Usually, only those people who already own an interactive e-book can access the book and see each others comments (which tend to only be an internal comment stream without the quantitative engagement of a WeJIT, or the benefit of participants who don’t yet own the book). WeJITs allow readers who have the e-book to share specific WeJIT discussions from inside the book with others who don’t yet own the book but who will likely have an interest in the specific WeJIT topic. When a new person clicks on the WeJIT link that was shared with them, they are taken right into the same WeJIT discussion that others who already own the book are in, and once there, if they are piqued by the subject matter, they can click on the embedded book image and be taken to any web page (of the authors choosing) where they can buy that book, other books or even other related items like podcasts, workshop registrations, sound recordings, etc.
The WeJIT turns every ebook reader into a potential sales rep, without requiring anyone to join any new communities or platforms. New readers show up, not just on the basis of a general recommendation to read a book, but rather, because of an invitation from a friend, to participate in a specific conversation topic (from inside the book) that they are likely to have an interest in (which then can prompt the purchase of the entire book, accessed right from within the WeJIT).
3. The major retailers clearly want to own the community discussion that takes place around the ebooks they sell. That’s obviously why Amazon shut down the highlights-sharing feature in Findings. Do you anticipate any similar challenges for the WeJIT approach?
WeJITs have several important distinctions: (1) An online retailer can limit their own features, but they cannot (nor would they want to) prevent an author from providing an embedded link to an external web destination (in this case the WeJIT page). Without that freedom of Internet connectivity, there would be virtually no video or other interactive capabilities in any ebook, which would hurt the major retailers and authors in a big way; (2) WeJITs are agnostic to the platform from which they are being accessed.

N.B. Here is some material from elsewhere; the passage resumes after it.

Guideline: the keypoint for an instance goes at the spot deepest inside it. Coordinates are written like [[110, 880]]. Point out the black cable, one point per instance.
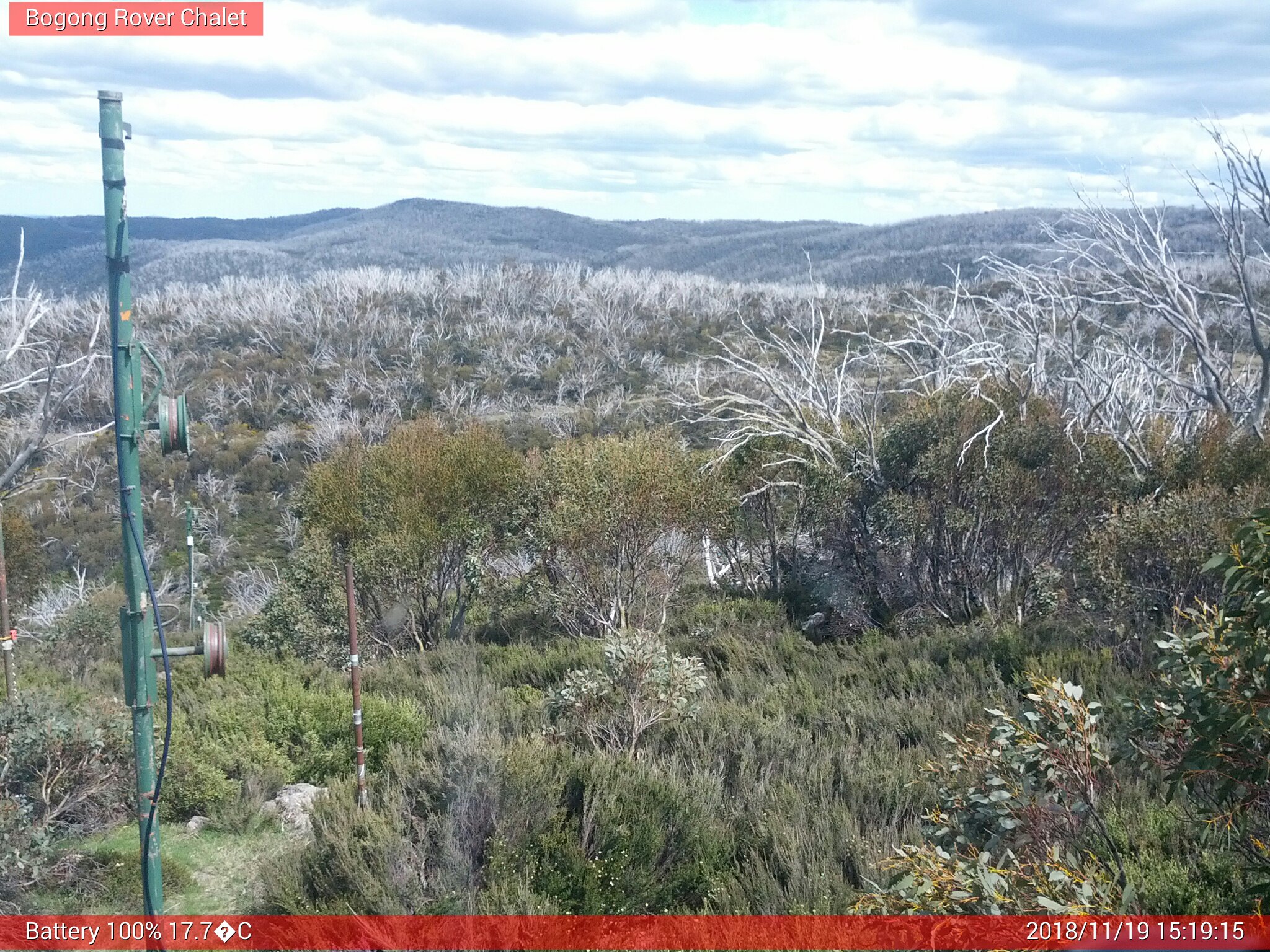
[[167, 730]]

This means that regardless of where a WeJIT participant is connecting from (Kindle, Nook, web browser on any device, etc.), everyone is being connected to the same individual WeJIT site about any particular topic from the book. By embedding the WeJIT URLs in an ebook, the author begins the process by which any existing reader can and will invite others to join that specific WeJIT topic-conversation. And many new readers, then hooked by the topic, will choose to buy the book to get more than just the WeJIT sample. This is a huge plus for any and all e-book retailers and clearly a huge win for every author of an e-book. (3) Authors and publishers have the ability to tailor the discussion topics when they create and embed WeJITs. They can guide readers into the interactive discussion process without requiring that readers join a new platform or even own the book.
In theory, an individual WeJIT topic from inside an e-book could catch on and go viral on its own, selling more books as more potential readers join a given WeJIT discussion and then, captivated by the book that contains that conversation, decide to buy the book.
Richard Lang is Chairman & CEO of Democrasoft, Inc.